—————————— Photography by Amanda Hakan
We're extraordinarily excited to introduce friend of the cacao pod, and long time RC collaborator, artist and chef Julia Ziegler-Haynes, and her latest project, Moiré.
By the end of The Dinner Bell series, she was pregnant with her daughter and upon her birth, Julia decided to take time off to get to know her. During this time she realized she no longer wanted to pull 18 hour days shopping and cooking and cleaning up for the masses--she wanted to concentrate her cooking skills down into one potent, tangible, packaged experience. Julia had always brought along her artist’s mind and social and environmental justice roots with her, and Moiré could be a place where all paths converge. A beautiful piece of edible art--with a conscience.
We met Ziegler-Haynes at her studio in LA where Moiré chocolates come to life, to talk about her process and love affair with cacao.
I think initially, part of the appeal of crafting bean-to-bar chocolate was the romance behind the bespoke nature of the final product. In college I studied printmaking, and part of what I frequently bumped up against was the concept of a seamless set of identical artworks or an “edition”. As a maker, I found those parameters to be stifling and hard to commit to and was far more relaxed and in touch with my creativity when I could be loose and create one of a kind works, or monoprints.
While that is not necessarily the case with the chocolate I make for Moiré, I do find a lot of excitement in the notion that no two batches will be identical. This is in part due to the nature of the raw materials themselves, for example, when the cocoa pods were harvested and what weather systems had rolled through while the cocoa beans were fermenting and drying. All of these elements will impart the flavors you can find in the finished chocolate.
It is a miraculous, alchemical dance that occurs before the cocoa even reaches my door. Then my role as the roaster begins and like a cartographer, through trial and error and proverbial brush and bramble, I chart my course to scale the peak of flavor, honing the texture and aroma.

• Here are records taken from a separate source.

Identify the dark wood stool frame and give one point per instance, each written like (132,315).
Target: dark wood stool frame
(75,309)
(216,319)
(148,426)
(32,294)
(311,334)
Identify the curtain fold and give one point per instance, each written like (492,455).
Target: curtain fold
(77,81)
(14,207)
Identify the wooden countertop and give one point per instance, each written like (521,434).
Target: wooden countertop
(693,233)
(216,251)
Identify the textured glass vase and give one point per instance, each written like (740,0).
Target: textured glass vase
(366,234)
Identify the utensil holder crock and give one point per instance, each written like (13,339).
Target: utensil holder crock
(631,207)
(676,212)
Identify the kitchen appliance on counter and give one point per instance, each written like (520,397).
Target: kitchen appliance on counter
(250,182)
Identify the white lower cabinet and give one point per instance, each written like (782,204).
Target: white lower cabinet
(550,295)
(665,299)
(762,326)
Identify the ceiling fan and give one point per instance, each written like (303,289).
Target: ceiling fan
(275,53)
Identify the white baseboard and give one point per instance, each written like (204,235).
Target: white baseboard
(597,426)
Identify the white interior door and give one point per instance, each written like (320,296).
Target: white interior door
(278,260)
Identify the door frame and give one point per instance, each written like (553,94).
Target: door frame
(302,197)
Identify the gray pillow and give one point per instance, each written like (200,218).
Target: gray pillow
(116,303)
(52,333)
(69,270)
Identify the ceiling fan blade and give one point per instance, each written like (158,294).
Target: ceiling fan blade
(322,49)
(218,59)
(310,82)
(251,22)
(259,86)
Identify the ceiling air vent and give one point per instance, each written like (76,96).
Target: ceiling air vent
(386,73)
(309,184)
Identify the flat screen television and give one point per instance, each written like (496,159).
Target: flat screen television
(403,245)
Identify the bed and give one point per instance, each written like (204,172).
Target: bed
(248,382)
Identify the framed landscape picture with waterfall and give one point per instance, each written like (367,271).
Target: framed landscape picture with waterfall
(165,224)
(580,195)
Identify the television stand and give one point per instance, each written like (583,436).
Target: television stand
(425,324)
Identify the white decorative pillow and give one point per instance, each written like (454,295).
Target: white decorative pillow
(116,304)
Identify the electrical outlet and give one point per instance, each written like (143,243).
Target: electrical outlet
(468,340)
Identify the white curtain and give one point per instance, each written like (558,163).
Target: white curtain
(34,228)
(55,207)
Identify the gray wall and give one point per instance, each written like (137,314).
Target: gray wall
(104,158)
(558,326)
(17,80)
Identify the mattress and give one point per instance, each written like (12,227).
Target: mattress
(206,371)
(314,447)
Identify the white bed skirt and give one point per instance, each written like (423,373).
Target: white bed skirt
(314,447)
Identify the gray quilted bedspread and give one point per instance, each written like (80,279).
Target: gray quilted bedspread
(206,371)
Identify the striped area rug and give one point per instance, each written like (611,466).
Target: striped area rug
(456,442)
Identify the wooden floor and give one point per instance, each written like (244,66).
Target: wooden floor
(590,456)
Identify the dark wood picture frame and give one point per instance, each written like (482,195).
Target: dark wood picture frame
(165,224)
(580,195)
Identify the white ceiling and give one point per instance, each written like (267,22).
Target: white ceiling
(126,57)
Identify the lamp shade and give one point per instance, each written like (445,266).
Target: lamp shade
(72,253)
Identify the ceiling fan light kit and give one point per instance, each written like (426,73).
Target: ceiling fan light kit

The act of receiving the large jute sack of beans with such uniquely distinct qualities, and then rendering them, interpreting them, and knowing that even an identical roast on a different day, ground into chocolate with the same measurements could have its own signature–(sigh!) It excites me to no end.
For me it is the wild embodiment of presence, an amorphous time capsule that, much like wine, will soften and change with the passing of time.